Es klingt nach Science-Fiction: In den USA können einige Polizeistellen Verbrechen vorhersagen. Die Beamten wissen genau, wann sie wo sein müssen. Der Schlüssel zum Erfolg: ein Computerprogramm.

Das Programm hat einen scheinbar harmlosen Titel: "predictive policing". Doch hinter der "vorhersagenden Überwachung" steht eine aufsehenerregendes Software, die die weltweite Polizeiarbeit radikal verändern könnte. Denn mit dem Programm können Beamte Verbrechen verhindern, bevor diese überhaupt passieren. Wer nun an den Kinofilm "Minority Report" mit Tom Cruise als Chef einer "PreCrime"-Einheit denkt, liegt nur teilweise richtig.
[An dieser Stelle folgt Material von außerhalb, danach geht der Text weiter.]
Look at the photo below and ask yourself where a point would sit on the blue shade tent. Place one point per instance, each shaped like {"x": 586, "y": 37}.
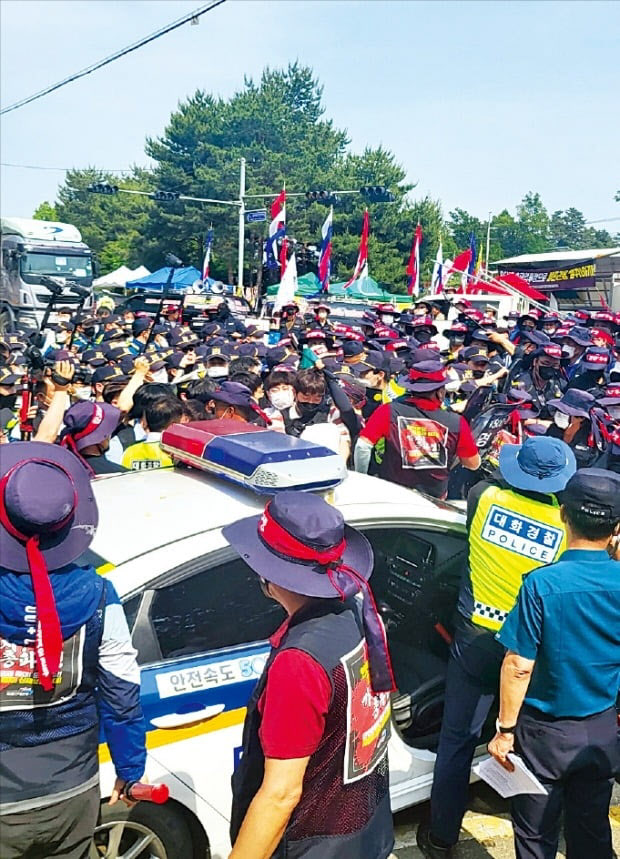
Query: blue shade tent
{"x": 156, "y": 282}
{"x": 181, "y": 279}
{"x": 362, "y": 289}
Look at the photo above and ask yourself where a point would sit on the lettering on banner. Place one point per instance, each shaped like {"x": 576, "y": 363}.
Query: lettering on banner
{"x": 210, "y": 675}
{"x": 423, "y": 443}
{"x": 20, "y": 688}
{"x": 368, "y": 718}
{"x": 522, "y": 535}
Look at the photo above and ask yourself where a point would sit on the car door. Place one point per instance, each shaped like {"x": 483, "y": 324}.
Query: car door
{"x": 415, "y": 582}
{"x": 202, "y": 636}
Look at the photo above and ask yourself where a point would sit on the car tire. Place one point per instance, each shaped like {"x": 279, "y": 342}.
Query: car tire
{"x": 163, "y": 828}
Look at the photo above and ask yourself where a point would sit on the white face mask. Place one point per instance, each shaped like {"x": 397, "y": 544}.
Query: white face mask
{"x": 614, "y": 412}
{"x": 282, "y": 399}
{"x": 217, "y": 372}
{"x": 161, "y": 375}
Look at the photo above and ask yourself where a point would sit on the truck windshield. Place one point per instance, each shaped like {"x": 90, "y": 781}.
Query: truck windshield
{"x": 60, "y": 265}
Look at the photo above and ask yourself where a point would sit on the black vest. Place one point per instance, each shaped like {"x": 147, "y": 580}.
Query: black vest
{"x": 420, "y": 448}
{"x": 345, "y": 806}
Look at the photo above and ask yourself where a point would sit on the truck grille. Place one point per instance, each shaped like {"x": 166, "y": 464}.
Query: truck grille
{"x": 65, "y": 298}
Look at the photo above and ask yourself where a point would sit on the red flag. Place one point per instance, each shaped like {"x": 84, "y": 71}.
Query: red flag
{"x": 522, "y": 286}
{"x": 362, "y": 257}
{"x": 460, "y": 264}
{"x": 413, "y": 269}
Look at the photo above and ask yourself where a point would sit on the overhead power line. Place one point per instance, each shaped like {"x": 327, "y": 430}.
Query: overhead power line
{"x": 66, "y": 169}
{"x": 192, "y": 16}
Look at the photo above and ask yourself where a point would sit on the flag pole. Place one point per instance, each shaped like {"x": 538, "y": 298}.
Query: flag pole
{"x": 488, "y": 242}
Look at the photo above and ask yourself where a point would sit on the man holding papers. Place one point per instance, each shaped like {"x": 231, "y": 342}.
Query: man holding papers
{"x": 559, "y": 680}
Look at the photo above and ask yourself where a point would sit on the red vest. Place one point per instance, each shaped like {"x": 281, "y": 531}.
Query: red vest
{"x": 345, "y": 805}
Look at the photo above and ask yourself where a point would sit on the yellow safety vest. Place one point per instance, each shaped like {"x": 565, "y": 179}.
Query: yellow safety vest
{"x": 510, "y": 535}
{"x": 145, "y": 455}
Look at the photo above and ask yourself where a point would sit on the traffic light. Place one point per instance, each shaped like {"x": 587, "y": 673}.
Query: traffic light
{"x": 165, "y": 196}
{"x": 327, "y": 198}
{"x": 377, "y": 194}
{"x": 102, "y": 188}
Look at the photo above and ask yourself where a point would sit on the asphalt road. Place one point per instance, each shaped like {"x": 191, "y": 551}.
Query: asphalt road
{"x": 486, "y": 829}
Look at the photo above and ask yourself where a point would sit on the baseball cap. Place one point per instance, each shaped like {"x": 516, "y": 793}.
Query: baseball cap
{"x": 8, "y": 378}
{"x": 141, "y": 324}
{"x": 594, "y": 491}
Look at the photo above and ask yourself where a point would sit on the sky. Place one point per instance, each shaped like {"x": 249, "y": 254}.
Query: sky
{"x": 481, "y": 102}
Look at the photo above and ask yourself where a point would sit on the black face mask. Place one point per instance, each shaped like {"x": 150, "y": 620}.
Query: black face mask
{"x": 7, "y": 401}
{"x": 308, "y": 410}
{"x": 547, "y": 373}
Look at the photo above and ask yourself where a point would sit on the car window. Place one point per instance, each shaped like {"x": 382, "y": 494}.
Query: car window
{"x": 215, "y": 608}
{"x": 130, "y": 607}
{"x": 416, "y": 579}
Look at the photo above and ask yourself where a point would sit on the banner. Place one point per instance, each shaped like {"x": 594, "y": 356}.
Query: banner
{"x": 547, "y": 276}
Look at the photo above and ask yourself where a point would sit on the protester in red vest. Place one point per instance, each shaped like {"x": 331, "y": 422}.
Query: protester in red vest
{"x": 308, "y": 783}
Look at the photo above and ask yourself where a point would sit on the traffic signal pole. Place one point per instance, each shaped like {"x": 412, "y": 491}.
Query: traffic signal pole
{"x": 377, "y": 194}
{"x": 241, "y": 227}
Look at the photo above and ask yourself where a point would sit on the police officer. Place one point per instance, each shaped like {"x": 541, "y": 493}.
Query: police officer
{"x": 422, "y": 440}
{"x": 514, "y": 526}
{"x": 302, "y": 787}
{"x": 67, "y": 660}
{"x": 560, "y": 680}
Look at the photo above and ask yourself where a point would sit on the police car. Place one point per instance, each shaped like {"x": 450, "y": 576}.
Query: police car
{"x": 201, "y": 625}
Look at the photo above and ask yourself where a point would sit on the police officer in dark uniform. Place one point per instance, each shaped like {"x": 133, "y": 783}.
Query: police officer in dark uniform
{"x": 544, "y": 379}
{"x": 422, "y": 440}
{"x": 302, "y": 788}
{"x": 560, "y": 680}
{"x": 513, "y": 525}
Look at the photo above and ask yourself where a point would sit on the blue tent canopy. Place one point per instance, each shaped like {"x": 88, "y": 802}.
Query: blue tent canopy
{"x": 181, "y": 278}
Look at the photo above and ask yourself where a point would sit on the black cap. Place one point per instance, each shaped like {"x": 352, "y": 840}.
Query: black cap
{"x": 352, "y": 348}
{"x": 594, "y": 491}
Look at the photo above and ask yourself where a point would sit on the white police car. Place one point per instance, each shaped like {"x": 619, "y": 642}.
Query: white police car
{"x": 200, "y": 624}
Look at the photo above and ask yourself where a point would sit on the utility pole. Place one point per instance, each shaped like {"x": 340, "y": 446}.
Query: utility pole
{"x": 241, "y": 226}
{"x": 488, "y": 241}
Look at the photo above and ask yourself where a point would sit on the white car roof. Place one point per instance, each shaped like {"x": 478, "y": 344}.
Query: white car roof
{"x": 144, "y": 510}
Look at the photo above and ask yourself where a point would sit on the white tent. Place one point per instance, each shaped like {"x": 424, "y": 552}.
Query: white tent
{"x": 119, "y": 277}
{"x": 139, "y": 272}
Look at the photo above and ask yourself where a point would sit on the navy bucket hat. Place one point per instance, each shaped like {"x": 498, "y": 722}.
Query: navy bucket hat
{"x": 301, "y": 543}
{"x": 540, "y": 464}
{"x": 48, "y": 517}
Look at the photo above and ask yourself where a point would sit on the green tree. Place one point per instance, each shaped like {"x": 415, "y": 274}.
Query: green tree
{"x": 45, "y": 212}
{"x": 533, "y": 224}
{"x": 113, "y": 227}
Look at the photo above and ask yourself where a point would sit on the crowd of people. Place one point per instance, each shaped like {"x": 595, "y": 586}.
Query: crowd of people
{"x": 390, "y": 393}
{"x": 521, "y": 416}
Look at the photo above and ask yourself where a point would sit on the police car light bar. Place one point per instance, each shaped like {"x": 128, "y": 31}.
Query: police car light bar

Rätselhafte Hellseher spielen beim "predictive policing" keine Rolle - dafür aber die Firma Predpol.

Das US-Unternehmen, eigentlich mehr ein Start-Up verschiedener Wissenschaftler, bietet eine Software an, die unter anderem die Polizeistellen in Los Angeles und Seattle einsetzen. Neuerdings gehört auch die britische Grafschaft Kent zu den Kunden von Predpol. Es scheint nur eine Frage der Zeit, bis sich weitere Städte und Gemeinden anschließen.

Das Computerprogramm greift auf Statistiken früherer Straftaten und Notrufe zurück. Wichtigstes Kriterium sind dabei die Orte, an denen sich die Ereignisse abgespielt haben. Auf diese Weise kann die Software Gegenden markieren, die für Polizisten von besonderem Interesse sind. Das "Time Magazine" nannte das Predpol-Programm 2011 eine der besten Erfindungen des Jahres. Damals wurde die Software im kalifornischen Santa Cruz in einem Modellversuch eingesetzt. Die Polizisten waren zunächst skeptisch, doch der Erfolg bestätigte das "predictive policing". Innerhalb eines Monats gingen die Einbrüche um 27 Prozent zurück.

Das Abgleichen von Verbrechensstatistiken und den entsprechenden Orten hat eine lange Tradition bei der US-Polizei. In Los Angeles und in New York setzten die Beamten zuletzt auf das Programm CompStat. Die Predpol-Software soll jedoch genauer und zuverlässiger sein. Es teilt das entsprechende Gebiet in rund 150 Meter große Felder ein, in denen die Polizisten ihre Patrouillen fahren können.

"Predictive policing" auch für das BKA interessant

Hinter dem Programm steht der Mathematikprofessor George Mohler von der Santa-Clara-Universität in Kalifornien. Sein ursprüngliches Ziel war eine Software, mit der er weitere Erschütterungen nach einem Erdbeben berechnen wollte. "Auch menschliches Verhalten ist zu einem bestimmten Grad berechenbar", sagte Mohler 2011 zu N24. "Wir können  zwar nicht vorhersagen, was wann passieren wird, aber wir wissen jetzt, in welchem Stadtteil und an welchem Wochentag bestimmte Verbrechen wahrscheinlich geschehen."

Der Blog "Netzpolitik" schreibt, dass sich auch das Bundeskriminalamt (BKA) für das "predictive policing" interessiere. So besuchten BKA-Mitarbeiter 2011 und 2012 die Albert Ludwigs-Universität in Freiburg, um sich beim Software-Anbieter IBM über ein ähnliches Programm zu informieren. Dabei bestehe auch die Möglichkeit, die Informationen von sozialen Netzwerken wie Facebook und Twitter einzubinden.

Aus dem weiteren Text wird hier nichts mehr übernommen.